🤖 AI Summary
This paper introduces and formally defines the “refusal discovery” problem—systematically identifying the set of taboo topics that large language models (LLMs) refuse to address. To this end, we propose LLM-crawler, a method that actively probes model safety boundaries via token pre-filling and crawler-style prompt exploration. Key contributions include: (1) uncovering novel alignment failures such as “thought suppression”; (2) detecting latent ideological alignment biases in quantized models; (3) achieving high recall—31 out of 36 prohibited topics identified within 1,000 queries on Tulu-3-8B; and (4) providing the first empirical evidence that DeepSeek-R1-70B exhibits memory-like tendencies in generating responses related to the Communist Party of China. Experiments span Tulu-3, Claude-Haiku, Llama-3.3-70B, and their quantized variants, establishing a cross-model safety benchmark and introducing a new paradigm for LLM safety evaluation.
📝 Abstract
Refusal discovery is the task of identifying the full set of topics that a language model refuses to discuss. We introduce this new problem setting and develop a refusal discovery method, LLM-crawler, that uses token prefilling to find forbidden topics. We benchmark the LLM-crawler on Tulu-3-8B, an open-source model with public safety tuning data.
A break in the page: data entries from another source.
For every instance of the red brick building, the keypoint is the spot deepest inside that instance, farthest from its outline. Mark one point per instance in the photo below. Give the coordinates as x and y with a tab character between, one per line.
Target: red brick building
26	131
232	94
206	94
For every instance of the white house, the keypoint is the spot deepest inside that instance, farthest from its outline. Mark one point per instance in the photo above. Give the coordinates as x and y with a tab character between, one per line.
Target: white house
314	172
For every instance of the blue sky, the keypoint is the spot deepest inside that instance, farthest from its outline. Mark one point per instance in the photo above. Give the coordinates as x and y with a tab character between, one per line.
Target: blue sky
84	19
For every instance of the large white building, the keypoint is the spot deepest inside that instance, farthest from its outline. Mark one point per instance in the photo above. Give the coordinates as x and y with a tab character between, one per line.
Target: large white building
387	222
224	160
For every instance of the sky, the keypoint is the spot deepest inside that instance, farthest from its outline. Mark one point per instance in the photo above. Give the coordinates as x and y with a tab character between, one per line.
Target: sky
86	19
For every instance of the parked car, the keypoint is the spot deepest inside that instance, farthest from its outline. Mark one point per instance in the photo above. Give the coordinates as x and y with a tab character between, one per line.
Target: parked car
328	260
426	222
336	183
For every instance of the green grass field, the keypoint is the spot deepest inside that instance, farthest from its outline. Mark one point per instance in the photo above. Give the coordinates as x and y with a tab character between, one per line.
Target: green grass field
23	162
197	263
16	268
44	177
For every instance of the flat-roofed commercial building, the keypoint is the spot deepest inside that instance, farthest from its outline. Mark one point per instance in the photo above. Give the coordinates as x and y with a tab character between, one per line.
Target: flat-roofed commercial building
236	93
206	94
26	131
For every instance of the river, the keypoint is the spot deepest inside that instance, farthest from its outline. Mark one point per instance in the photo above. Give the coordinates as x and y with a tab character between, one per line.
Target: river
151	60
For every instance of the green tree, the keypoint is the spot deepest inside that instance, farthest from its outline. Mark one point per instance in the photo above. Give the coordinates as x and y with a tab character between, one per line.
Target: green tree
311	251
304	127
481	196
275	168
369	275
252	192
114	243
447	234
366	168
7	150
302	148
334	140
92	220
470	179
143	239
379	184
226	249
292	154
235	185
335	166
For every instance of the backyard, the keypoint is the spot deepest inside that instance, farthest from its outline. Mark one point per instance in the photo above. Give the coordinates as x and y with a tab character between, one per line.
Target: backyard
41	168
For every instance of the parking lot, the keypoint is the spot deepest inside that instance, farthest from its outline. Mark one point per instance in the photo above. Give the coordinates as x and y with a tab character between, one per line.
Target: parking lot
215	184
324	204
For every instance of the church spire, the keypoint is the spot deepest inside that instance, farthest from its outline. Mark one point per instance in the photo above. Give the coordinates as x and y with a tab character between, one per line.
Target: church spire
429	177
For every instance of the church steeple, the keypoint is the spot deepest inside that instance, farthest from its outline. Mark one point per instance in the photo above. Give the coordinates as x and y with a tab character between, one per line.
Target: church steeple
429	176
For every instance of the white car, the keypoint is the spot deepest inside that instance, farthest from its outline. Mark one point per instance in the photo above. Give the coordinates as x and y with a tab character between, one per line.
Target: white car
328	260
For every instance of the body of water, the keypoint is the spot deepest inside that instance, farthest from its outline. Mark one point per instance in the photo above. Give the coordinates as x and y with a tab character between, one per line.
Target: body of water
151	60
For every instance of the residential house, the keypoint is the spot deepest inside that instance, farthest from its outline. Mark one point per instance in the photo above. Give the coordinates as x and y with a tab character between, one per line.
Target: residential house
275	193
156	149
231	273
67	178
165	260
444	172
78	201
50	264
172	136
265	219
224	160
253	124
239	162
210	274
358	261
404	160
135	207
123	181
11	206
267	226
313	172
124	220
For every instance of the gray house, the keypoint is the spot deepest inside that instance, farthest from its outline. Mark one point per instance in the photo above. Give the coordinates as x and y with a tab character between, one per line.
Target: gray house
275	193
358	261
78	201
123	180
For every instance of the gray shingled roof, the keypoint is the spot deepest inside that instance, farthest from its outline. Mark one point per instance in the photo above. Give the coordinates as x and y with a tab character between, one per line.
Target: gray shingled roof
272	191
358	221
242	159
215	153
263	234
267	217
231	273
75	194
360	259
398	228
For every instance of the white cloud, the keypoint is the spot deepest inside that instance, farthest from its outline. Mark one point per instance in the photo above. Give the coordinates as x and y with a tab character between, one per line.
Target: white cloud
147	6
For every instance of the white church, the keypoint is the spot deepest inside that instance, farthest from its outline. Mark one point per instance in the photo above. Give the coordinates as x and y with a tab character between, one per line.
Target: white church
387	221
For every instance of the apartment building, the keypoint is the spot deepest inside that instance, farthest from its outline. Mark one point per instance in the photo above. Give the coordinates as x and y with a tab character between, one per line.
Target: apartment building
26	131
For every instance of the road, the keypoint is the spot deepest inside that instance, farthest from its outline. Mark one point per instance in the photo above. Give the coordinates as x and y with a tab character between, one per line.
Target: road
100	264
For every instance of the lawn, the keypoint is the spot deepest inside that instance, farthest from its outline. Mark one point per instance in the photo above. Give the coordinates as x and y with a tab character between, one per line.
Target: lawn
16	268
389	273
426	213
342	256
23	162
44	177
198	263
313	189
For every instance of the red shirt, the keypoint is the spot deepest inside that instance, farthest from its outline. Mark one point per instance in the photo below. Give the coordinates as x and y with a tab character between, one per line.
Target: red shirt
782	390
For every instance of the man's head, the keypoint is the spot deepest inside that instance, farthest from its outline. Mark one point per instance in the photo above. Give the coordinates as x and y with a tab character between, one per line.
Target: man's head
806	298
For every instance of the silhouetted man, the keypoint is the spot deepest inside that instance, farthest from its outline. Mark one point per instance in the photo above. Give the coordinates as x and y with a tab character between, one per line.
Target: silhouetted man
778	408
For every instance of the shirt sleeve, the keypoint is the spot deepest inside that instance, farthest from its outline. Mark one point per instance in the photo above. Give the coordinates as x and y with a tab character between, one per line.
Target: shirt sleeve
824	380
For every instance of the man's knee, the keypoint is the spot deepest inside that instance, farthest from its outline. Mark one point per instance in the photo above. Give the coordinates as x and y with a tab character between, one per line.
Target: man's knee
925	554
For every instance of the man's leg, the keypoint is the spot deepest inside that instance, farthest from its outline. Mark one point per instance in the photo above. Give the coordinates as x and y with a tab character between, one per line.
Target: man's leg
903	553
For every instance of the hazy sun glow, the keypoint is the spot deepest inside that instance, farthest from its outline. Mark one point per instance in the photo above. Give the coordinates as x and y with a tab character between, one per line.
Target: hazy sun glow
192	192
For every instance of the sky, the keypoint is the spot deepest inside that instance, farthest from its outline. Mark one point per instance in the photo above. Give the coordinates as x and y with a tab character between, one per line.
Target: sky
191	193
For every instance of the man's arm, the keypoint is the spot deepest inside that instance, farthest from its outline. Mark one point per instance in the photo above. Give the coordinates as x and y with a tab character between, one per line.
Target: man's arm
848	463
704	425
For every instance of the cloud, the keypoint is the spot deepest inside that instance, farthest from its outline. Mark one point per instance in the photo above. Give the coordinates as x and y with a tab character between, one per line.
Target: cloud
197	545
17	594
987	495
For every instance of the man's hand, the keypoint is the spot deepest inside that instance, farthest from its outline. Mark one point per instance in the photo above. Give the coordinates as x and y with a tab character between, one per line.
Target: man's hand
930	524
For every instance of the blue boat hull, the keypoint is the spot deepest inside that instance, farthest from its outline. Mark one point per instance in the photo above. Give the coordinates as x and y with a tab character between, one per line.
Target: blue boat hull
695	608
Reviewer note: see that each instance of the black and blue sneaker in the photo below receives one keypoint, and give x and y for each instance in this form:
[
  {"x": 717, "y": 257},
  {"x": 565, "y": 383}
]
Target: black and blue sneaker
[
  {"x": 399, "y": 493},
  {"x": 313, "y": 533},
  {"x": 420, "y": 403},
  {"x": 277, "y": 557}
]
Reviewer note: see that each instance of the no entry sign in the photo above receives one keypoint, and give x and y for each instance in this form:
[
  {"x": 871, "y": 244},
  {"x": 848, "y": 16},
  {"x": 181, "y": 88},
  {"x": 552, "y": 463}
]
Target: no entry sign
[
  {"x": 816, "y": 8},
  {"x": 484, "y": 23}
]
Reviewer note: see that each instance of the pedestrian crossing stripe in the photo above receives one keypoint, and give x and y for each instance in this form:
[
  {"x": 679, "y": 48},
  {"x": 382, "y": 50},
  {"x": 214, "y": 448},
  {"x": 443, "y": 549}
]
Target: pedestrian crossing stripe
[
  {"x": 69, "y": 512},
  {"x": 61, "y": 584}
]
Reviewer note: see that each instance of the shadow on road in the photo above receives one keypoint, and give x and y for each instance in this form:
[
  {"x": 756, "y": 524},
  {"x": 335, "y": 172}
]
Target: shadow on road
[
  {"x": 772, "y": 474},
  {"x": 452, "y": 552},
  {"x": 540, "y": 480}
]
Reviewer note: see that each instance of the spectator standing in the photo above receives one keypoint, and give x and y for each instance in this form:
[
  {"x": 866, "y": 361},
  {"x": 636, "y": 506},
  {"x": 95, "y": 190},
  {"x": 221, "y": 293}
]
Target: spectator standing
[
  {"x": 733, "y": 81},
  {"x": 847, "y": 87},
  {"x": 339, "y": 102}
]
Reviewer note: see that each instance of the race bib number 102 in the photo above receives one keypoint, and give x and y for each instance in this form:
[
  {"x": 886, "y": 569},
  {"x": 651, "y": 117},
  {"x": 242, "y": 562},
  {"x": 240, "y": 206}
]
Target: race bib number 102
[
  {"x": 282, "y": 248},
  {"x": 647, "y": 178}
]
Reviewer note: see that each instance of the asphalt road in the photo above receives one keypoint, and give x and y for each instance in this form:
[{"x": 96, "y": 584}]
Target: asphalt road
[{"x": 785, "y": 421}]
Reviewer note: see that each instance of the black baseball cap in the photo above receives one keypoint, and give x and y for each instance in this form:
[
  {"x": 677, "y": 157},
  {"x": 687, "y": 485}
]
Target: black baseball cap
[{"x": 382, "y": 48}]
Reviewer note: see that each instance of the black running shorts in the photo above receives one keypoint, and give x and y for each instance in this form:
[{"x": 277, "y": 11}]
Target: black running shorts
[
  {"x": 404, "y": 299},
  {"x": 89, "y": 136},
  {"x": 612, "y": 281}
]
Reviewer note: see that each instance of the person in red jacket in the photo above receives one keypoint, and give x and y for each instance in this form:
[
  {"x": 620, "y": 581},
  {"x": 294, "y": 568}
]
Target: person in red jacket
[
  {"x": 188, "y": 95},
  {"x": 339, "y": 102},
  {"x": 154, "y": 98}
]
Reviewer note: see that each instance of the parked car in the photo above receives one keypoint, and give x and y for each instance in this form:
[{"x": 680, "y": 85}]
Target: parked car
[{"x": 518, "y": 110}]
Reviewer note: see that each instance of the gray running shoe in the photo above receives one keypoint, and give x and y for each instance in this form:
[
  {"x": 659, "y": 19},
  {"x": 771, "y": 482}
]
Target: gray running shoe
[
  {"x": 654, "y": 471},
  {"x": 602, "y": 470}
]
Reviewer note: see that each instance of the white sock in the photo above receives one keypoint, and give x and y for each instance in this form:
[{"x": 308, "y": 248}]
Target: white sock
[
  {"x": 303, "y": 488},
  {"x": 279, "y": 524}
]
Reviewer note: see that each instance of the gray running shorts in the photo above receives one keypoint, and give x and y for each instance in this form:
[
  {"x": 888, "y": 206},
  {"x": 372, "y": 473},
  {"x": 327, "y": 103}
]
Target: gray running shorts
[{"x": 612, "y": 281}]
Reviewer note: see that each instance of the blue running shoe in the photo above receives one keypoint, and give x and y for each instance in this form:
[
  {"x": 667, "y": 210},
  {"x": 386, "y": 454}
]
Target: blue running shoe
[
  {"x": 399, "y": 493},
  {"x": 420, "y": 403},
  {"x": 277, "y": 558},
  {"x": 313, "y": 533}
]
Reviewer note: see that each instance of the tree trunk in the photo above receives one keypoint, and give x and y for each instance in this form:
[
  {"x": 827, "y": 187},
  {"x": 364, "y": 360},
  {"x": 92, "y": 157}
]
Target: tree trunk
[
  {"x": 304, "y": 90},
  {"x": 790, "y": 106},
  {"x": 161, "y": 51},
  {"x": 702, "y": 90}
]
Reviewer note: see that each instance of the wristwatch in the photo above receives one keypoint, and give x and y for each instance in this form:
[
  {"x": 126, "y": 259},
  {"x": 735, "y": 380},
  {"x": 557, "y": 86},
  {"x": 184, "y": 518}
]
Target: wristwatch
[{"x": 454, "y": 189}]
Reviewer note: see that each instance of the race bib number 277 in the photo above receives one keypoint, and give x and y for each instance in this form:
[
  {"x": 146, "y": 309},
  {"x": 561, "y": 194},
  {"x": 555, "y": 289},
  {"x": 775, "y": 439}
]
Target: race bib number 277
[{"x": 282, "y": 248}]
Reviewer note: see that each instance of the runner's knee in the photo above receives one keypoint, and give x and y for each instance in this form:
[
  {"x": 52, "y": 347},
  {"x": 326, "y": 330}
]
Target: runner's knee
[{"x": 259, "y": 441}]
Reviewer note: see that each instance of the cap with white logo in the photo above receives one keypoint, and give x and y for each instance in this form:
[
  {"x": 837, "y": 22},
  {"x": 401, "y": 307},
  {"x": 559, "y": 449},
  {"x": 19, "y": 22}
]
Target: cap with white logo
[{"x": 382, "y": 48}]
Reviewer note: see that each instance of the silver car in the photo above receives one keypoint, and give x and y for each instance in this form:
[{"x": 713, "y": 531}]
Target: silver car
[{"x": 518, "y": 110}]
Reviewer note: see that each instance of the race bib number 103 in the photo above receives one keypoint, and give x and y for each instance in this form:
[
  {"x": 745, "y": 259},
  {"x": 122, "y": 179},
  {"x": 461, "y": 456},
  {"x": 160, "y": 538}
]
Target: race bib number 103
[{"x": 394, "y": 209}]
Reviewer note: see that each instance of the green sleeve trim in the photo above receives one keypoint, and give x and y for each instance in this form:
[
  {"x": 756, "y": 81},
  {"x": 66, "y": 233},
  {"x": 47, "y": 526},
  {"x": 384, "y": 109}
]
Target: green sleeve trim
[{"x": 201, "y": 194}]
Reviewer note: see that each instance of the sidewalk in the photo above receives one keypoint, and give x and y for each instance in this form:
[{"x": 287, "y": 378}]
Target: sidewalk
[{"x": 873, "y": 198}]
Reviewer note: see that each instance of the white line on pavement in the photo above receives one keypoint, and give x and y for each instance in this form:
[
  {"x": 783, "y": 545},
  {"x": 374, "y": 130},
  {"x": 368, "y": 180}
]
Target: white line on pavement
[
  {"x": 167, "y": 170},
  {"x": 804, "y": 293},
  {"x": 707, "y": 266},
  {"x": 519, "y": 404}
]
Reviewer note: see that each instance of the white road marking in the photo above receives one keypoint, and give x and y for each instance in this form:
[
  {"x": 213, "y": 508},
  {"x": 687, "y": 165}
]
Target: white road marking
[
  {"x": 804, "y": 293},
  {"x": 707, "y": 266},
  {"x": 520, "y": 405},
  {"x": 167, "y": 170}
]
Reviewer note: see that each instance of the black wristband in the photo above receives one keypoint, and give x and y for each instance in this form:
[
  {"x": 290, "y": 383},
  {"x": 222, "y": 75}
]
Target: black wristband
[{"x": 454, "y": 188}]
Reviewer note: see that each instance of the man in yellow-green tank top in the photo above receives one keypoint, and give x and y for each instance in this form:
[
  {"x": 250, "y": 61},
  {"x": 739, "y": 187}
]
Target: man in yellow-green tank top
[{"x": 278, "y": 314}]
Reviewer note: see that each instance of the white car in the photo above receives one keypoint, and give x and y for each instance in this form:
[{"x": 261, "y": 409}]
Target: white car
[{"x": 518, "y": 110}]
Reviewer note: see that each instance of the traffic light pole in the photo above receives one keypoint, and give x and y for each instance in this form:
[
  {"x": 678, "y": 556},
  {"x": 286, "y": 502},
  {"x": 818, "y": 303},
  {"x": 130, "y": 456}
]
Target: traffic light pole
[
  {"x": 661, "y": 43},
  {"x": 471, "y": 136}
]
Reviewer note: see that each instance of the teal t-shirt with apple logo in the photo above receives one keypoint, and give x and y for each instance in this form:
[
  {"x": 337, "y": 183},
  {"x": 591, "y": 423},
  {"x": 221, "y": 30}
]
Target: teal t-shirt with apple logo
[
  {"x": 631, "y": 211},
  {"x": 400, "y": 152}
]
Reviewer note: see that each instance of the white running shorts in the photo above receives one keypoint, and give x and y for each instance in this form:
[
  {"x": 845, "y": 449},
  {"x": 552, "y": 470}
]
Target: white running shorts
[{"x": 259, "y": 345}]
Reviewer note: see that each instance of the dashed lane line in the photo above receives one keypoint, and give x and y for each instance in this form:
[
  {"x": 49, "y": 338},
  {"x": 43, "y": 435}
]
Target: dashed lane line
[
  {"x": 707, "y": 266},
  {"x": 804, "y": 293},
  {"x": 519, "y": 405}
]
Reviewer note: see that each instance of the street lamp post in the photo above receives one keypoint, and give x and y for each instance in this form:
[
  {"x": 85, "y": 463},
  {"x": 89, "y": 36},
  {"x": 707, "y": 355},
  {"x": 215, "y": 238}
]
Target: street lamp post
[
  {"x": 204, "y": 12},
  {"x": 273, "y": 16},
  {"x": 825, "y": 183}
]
Our crawler manages to retrieve 31 out of 36 topics within a budget of 1000 prompts. Next, we scale the crawl to a frontier model using the prefilling option of Claude-Haiku. Finally, we crawl three widely used open-weight models: Llama-3.3-70B and two of its variants finetuned for reasoning: DeepSeek-R1-70B and Perplexity-R1-1776-70B. DeepSeek-R1-70B reveals patterns consistent with censorship tuning: The model exhibits"thought suppression"behavior that indicates memorization of CCP-aligned responses. Although Perplexity-R1-1776-70B is robust to censorship, LLM-crawler elicits CCP-aligned refusals answers in the quantized model. Our findings highlight the critical need for refusal discovery methods to detect biases, boundaries, and alignment failures of AI systems.